Bond yields are important because they are used to set interest rates on many kinds of loans, including mortgages. Investors have worried that a sharp rise in borrowing costs could disrupt the recovery in the U.S. economy.
The Federal Reserve has been buying $85 billion worth of bonds every month to keep interest rates low and encourage borrowing and hiring. Now that the economy appears to be on the mend, investors expect the Fed to cut back on its purchases as soon as its September policy meeting.
"We're not talking about the Fed pulling the plug on the economy here," Orlando said. "We're talking about the Fed looking to normalize bond yields because the economy is improving."
In commodities trading, the price of crude oil fell $2.14, or 2 percent, to $104.96 a barrel. Gold rose $6.90, or 0.5 percent, to $1,372.60 an ounce.

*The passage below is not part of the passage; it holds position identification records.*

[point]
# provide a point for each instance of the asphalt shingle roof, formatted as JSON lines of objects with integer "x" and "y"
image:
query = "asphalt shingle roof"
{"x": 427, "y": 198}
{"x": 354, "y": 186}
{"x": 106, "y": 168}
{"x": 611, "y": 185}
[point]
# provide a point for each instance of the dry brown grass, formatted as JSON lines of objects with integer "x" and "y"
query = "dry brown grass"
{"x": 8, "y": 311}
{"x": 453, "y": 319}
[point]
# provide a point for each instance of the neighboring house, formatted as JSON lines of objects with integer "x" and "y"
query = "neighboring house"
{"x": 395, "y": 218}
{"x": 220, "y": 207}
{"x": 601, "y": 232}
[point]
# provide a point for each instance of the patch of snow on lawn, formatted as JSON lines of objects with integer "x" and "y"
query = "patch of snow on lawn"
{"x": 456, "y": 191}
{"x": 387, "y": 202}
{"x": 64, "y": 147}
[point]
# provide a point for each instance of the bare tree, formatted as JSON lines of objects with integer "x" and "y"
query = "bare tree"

Among other stocks making big moves:
— TiVo rose 51 cents, or 5 percent, to $10.99 after the company announced a new line of digital video recorders to give television viewers more control over what they watch.
— LightInTheBox plunged $7.69, or 40 percent, to $11.58. The newly public, China-based online retailer's sales forecast for the current quarter fell short of Wall Street's expectations. The company's initial public offering of stock in June priced shares at $9.50 each.
— Medtronic fell $1.27, or 2.3 percent, to $52.83 after the medical device maker's revenue fell shy of what Wall Street analysts were expecting. The stock has surged 29 percent this year and is trading at a five-year high.